59. The findings in documents (40) and (230) will nonetheless be discussed assuming that Edgar's strain was a strain which would be "represented" by YT1.

60. The purification protocol according to Edgar as repeated in document (230) leads, at least in some attempts, to a fraction corresponding to Fraction V. The content of this fraction is characterized by a method named in situ activity gel which entails that the enzyme is detected by its activity in situ in the SDS-polyacrylamide gel once renaturation has been carried out: a protein having DNA polymerase activity and exhibiting a molecular weight comprised within 86,000 to 90,000 daltons is identified.

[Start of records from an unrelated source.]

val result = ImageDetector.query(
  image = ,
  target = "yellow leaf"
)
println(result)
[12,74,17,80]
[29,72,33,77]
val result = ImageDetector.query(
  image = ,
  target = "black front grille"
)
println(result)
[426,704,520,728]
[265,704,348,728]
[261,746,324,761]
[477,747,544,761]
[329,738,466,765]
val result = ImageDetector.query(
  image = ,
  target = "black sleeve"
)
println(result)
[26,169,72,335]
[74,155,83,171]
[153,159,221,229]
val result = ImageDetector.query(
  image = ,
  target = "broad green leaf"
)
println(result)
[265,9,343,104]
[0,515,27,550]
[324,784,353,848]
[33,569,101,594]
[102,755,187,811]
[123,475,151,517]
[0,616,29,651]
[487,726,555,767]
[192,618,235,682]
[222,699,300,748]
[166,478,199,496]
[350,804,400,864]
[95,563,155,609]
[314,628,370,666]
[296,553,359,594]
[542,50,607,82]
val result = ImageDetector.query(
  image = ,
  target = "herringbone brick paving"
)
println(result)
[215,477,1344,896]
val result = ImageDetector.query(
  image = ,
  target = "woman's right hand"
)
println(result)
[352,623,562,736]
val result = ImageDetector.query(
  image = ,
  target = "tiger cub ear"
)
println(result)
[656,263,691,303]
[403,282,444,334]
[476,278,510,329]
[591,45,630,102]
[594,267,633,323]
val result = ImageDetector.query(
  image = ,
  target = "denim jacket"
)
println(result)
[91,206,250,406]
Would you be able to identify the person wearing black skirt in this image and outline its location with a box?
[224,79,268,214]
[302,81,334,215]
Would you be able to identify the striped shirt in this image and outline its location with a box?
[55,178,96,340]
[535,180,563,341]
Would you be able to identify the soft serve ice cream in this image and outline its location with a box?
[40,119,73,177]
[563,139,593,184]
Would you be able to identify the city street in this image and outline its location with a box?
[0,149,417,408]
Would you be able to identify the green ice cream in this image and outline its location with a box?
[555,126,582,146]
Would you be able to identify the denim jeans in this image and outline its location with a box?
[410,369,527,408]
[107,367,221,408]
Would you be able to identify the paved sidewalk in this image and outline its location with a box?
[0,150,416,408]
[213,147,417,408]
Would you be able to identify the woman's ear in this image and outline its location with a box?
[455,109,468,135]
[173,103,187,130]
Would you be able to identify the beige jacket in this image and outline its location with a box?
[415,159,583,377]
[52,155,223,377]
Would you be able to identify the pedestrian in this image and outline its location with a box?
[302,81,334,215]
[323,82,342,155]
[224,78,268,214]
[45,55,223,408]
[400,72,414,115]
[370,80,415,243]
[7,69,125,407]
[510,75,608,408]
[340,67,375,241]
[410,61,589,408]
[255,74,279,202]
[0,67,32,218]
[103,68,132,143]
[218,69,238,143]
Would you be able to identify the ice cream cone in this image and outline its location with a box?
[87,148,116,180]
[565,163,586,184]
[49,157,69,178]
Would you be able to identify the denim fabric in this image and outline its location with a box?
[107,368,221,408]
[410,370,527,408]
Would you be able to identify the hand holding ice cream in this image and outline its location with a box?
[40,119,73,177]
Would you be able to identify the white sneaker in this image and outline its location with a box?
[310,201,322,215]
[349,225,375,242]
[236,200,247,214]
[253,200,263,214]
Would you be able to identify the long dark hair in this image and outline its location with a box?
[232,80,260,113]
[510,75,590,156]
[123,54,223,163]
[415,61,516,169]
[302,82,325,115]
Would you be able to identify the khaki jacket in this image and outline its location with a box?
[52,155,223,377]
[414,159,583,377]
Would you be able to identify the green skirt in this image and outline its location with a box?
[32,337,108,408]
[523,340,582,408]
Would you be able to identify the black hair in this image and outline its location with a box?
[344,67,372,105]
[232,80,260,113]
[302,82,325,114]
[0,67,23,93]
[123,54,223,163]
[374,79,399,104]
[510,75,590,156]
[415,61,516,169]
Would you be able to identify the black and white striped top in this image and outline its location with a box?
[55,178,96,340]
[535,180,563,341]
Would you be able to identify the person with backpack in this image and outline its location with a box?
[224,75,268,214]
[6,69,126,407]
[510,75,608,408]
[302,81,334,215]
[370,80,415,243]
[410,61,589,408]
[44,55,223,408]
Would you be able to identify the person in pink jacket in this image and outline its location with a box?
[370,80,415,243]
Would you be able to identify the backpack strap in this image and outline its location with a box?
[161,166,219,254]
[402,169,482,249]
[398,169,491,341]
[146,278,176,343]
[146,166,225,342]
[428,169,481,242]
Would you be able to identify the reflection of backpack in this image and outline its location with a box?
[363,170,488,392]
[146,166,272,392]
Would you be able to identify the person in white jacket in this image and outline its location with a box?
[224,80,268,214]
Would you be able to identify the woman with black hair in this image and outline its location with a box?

61. This method, however, is not the only method available to the skilled person to determine the molecular weight of the active moiety in the fraction: one other well- tried method which was already much in use as long ago as the date of publication of document (3) consists in submitting the active fraction to gel electrophoresis, detecting the proteins present by staining and determining their molecular weight in relation to a set of markers (see the reference to the Laemmli system, point 32, supra). In document (44) (see paragraph 38 thereof), the respondents' technical expert explains in relation to this method: "The purification of Taq DNA polymerase that was reported in Edgar's thesis started with a very small quantity of cells. This scale could not yield enough polymerase to visualize on a Coomassie (a type of non- specific protein stain) stained SDS-PAGE gel.". By this test, it would, thus, be impossible to show that the Edgar's protocol inevitably resulted in an enzyme having a molecular weight according to claim 1. Otherwise stated, two different methods making use of SDS-PAGE may give two different answers with regard to the characterisation of the enzyme which is the end product of the repeats of the Edgar's protocol.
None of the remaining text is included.